Stratos nodded in silent agreement. "An inspiring view, my friend," he replied. "It is good that you are able to visit once in a while. The stars remind us of our place in the universe."
"The stars will be there long after you and I are gone, Stratos," stated He-Man. "I find that reassuring. There are some things that evil will never conquer."
"That eases my mind, He-Man!" replied Stratos with a broad smile. "That allows us to focus on the troubles closer to home."
For a moment, their thoughts turned to Skeletor. "The demon of Snake Mountain has not been heard of in many months," said He-Man. "Perhaps he has finally accepted defeat!"
Stratos shook his head and smiled at his friend. "You don't really believe that, do you?"
He-Man grinned. "No, my friend, the words were spoken in jest! I wonder what scheme the evil one hatches while we wait. But this time Eternia has been unusually quiet, and that troubles me. None of Skeletor's lackeys have been sighted, and no word has been heard of the monster himself."
Stratos shrugged his shoulders. "Enjoy the peace while it lasts, He-Man, for if there is peril ahead, we must be ready for it."
He-Man nodded in agreement, and turned his gaze once again to the twilight vista. The sky was darker now; a deep purple-blue adorned with tens of thousands of stars. Suddenly a black shadow drifted across the sky, blocking out the starlight as it flew. With his marvellous eye-sight, Stratos immediately recognised the shape as Zoar, the fighting falcon; companion to He-Man and his allies. The huge raptor circled above Stratos and He-Man, and gave a single, spine-chilling call. He-Man raised his hand by way of reply. With a great beat of his enormous wings, Zoar vanished into the night.

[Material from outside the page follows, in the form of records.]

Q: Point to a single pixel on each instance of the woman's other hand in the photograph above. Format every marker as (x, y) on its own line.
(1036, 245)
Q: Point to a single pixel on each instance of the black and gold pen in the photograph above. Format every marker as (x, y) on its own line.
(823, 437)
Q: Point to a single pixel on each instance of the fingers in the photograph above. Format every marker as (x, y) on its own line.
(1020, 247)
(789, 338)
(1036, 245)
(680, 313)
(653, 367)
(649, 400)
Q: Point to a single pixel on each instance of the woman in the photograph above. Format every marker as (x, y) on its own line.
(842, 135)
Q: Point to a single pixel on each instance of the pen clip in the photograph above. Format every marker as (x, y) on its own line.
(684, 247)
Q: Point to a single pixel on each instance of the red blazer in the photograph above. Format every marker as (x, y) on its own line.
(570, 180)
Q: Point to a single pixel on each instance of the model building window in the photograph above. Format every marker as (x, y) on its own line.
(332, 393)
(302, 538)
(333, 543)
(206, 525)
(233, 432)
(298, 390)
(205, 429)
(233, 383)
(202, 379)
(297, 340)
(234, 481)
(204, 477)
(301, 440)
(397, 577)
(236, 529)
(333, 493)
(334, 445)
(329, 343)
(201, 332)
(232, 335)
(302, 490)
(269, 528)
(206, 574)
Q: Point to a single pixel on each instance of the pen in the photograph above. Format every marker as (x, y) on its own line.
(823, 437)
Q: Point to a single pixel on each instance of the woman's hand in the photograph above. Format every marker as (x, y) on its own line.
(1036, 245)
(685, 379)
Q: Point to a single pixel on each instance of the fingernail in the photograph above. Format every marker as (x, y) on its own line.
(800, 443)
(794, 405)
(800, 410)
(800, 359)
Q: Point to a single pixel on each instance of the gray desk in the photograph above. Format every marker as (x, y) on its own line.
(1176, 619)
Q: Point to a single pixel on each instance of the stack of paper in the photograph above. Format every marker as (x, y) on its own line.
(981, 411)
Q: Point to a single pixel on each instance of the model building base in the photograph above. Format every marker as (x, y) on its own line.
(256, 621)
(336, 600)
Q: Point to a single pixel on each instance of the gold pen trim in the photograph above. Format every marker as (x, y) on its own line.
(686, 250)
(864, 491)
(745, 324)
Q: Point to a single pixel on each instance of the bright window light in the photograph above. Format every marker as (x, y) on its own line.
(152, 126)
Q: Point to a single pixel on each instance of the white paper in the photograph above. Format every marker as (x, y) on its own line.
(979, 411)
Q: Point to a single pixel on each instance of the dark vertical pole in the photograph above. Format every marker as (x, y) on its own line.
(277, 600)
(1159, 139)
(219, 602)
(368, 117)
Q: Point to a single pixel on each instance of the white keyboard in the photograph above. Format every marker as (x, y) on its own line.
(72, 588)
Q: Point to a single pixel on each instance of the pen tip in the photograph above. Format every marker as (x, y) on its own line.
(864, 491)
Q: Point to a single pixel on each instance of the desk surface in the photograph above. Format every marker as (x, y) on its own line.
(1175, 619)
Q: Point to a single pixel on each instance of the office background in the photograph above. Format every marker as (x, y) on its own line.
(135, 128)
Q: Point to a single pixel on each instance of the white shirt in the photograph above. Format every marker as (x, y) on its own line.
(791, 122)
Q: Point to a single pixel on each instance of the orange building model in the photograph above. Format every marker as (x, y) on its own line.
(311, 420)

"It seems your suspicions were correct," murmured Stratos, his formerly merry expression now one of grave concern.
"I must return to Eternos, my friend," said He-Man. "I have enjoyed your hospitality, and I regret my visit must be cut short."

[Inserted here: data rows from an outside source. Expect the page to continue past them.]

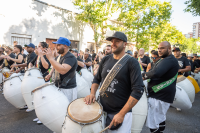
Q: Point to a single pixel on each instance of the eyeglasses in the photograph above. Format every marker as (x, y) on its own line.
(154, 58)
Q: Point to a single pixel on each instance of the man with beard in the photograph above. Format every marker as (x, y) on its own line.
(161, 88)
(108, 50)
(125, 90)
(184, 65)
(143, 60)
(79, 60)
(64, 68)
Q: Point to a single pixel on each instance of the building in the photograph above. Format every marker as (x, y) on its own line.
(196, 30)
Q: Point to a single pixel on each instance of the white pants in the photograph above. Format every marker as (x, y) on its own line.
(126, 125)
(71, 94)
(157, 110)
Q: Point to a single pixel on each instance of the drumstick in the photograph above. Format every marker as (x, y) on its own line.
(104, 129)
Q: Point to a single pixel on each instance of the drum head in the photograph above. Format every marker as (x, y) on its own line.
(83, 113)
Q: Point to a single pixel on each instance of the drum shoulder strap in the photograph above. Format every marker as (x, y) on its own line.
(113, 72)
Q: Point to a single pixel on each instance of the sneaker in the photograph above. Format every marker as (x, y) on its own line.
(28, 110)
(39, 122)
(36, 119)
(178, 109)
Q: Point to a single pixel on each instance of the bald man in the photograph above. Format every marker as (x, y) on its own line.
(143, 60)
(161, 87)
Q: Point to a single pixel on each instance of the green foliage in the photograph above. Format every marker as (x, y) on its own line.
(193, 6)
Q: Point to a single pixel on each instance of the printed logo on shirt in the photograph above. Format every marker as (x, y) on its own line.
(111, 87)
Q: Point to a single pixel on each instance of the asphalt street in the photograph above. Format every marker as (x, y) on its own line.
(13, 120)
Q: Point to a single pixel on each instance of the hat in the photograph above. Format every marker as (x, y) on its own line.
(129, 52)
(31, 45)
(176, 49)
(118, 35)
(63, 41)
(75, 50)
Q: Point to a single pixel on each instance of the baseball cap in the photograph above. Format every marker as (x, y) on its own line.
(176, 49)
(75, 50)
(31, 45)
(62, 40)
(118, 35)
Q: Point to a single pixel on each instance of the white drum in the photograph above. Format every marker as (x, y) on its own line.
(50, 106)
(82, 118)
(185, 84)
(83, 88)
(181, 99)
(139, 112)
(87, 76)
(32, 79)
(12, 90)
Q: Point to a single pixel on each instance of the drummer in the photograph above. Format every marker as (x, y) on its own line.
(124, 91)
(64, 68)
(160, 99)
(79, 60)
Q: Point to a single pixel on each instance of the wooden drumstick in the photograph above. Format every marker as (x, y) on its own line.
(104, 129)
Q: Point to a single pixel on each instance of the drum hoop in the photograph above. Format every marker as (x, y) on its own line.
(12, 77)
(42, 86)
(85, 123)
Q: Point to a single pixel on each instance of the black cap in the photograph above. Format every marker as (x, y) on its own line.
(176, 49)
(118, 35)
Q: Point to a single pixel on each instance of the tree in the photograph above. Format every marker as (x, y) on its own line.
(193, 6)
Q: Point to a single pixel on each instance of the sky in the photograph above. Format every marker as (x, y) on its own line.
(183, 21)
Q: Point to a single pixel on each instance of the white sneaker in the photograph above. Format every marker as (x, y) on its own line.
(178, 109)
(39, 122)
(28, 110)
(36, 119)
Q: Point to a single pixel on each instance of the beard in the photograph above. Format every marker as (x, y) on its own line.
(61, 51)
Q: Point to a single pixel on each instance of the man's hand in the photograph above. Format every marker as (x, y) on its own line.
(89, 99)
(117, 119)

The two warriors rose and headed back towards Stratos' home. "Send word if you need my help, He-Man," said Stratos as they walked together. "The birdmen of Avion are always ready to assist Randor in his fight against evil."
"And that is why the king considers Avion as one of his greatest allies," replied He-Man.
As they neared the dwelling, they saw Delora standing with He-Man's cloth pack in her hands. She held this out to He-Man as he drew nearer, and he took it from her gratefully. "I heard the call of Zoar," Delora stated. "I assumed you would have to leave us."
"My apologies for leaving so soon, and my thanks for your kindness," He-Man said to her. Slinging the pack over his shoulders, He-Man adjusted his cloak and strode towards his Battle Ram; a sky sled of awesome speed that would return the warrior to the capital by morning. The machine was like no other in Eternia. It was a small craft of dull blue metal with seating for one person only, and a simple instrument panel that housed all the flight and weapons controls. On the front section there was a gargoyle's head that contained sensory equipment; the decorative sculpture disguising a more practical use. A single laser blaster was located beneath the gargoyle, making Battle Ram one of the most dangerous vehicles ever built.
He-Man sat astride the craft and switched on the controls. A faint hum could be heard as the systems buzzed to life. Moving the flight controls, He-Man caused Battle Ram to rise from the ground, the powerful engines creating an anti-gravity force. Waving at Stratos and Delora, He-Man flew the sled in a sweeping circle over the Avion rooftops, before heading over the peaks of the Mystic Mountains. He-Man increased the power and the engines' thrust propelled Battle Ram rapidly over the jagged mountain range. The journey would be a long one, but the night was clear and the landscape was illuminated with starlight.
With troubled thoughts, Stratos and Delora gazed into the dark expanse of sky long after their friend had disappeared into the night.